John McCain and his wife Cindy appeared before the crowd barely five minutes later, to the beat of "Takin' Care of Business." McCain wasted no time in declaring that he will soon claim the nomination.
"Thank you, Wisconsin, for bringing us to the point where even a suspicious naval aviator can claim with confidence and humility that I will be our party's nominee for president," McCain said.
In his victory speech, McCain appeared to set his sights on silver-tongued Barack Obama as his competitor in the general election, ignoring the fact that Sen. Hillary Clinton is still running neck and neck with the Illinois senator.
"I will fight every moment of every day in this campaign to make sure Americans are not deceived by an eloquent but empty call for change" that "promises no more than a holiday from history," McCain said.
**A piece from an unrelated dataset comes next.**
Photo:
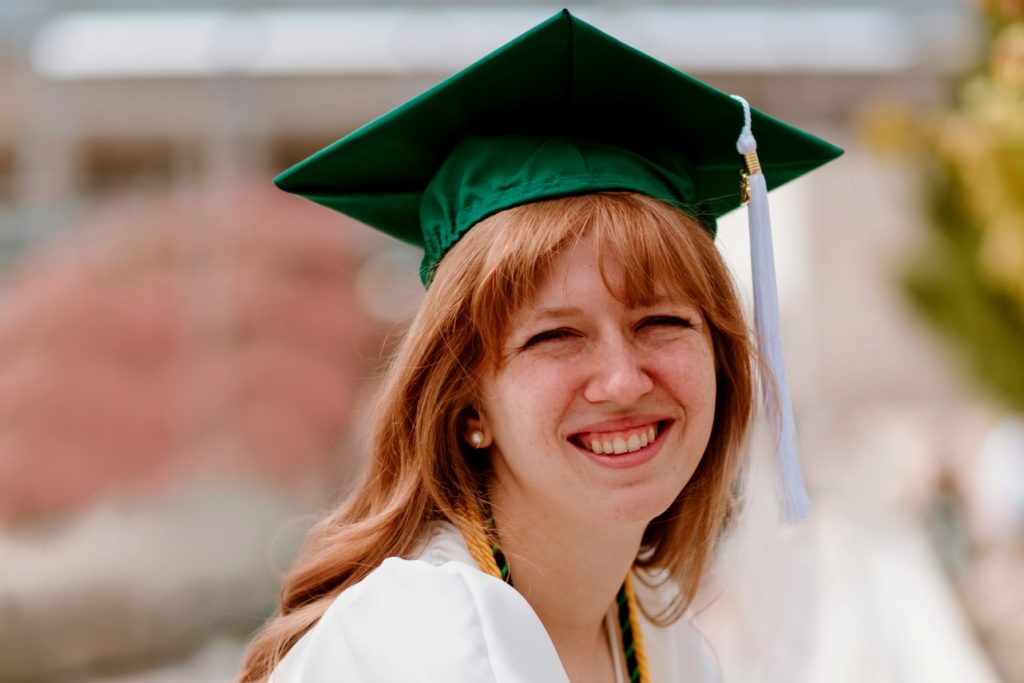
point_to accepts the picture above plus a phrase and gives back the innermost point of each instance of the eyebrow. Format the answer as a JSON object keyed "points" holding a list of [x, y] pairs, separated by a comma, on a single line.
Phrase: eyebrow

Ticking off issues from global hot spots, such as the elections in Pakistan, the unexpected retirement of Cuban leader Fidel Castro and Venezuelan President Hugo Chavez's threat to cut off oil supplies to the United States, McCain asked: "Will the next president have the experience? Will we risk the confused leadership of an inexperienced candidate" who, he said, threatened to bomb Pakistan and would sit down with rogue dictators? While McCain did not mention Obama, both referenced statements that have caused Obama grief in the primaries.
In a line that garnered his biggest applause of the night, McCain declared, "My friends, I am not the youngest candidate, but I am the most experienced."
Former Ohio senator Mike DeWine, who lost his seat in the Democratic sweep of 2006, said he has watched McCain since they both joined the House of Representatives in 1982. "He gets foreign affairs. He understands it. He's right, time after time," DeWine said, adding that it would be a strong contrast to the Democrats. "McCain has depth. You cannot get that by walking into the Oval office and saying, 'Okay, I'm president.' "
But DeWine acknowledged that the economy, particularly in hard-hit states like Ohio, will be an issue in the general campaign. "He will continue to address the state of the economy," he said. "The loss of jobs is a big issue."
"Every four years they try to turn this state blue, but they forgot we're the Republican Party with a lot of heart and we will keep the state red," Ohio House Speaker Jon Husted told the crowd. "We all know the road to the White House runs through Ohio."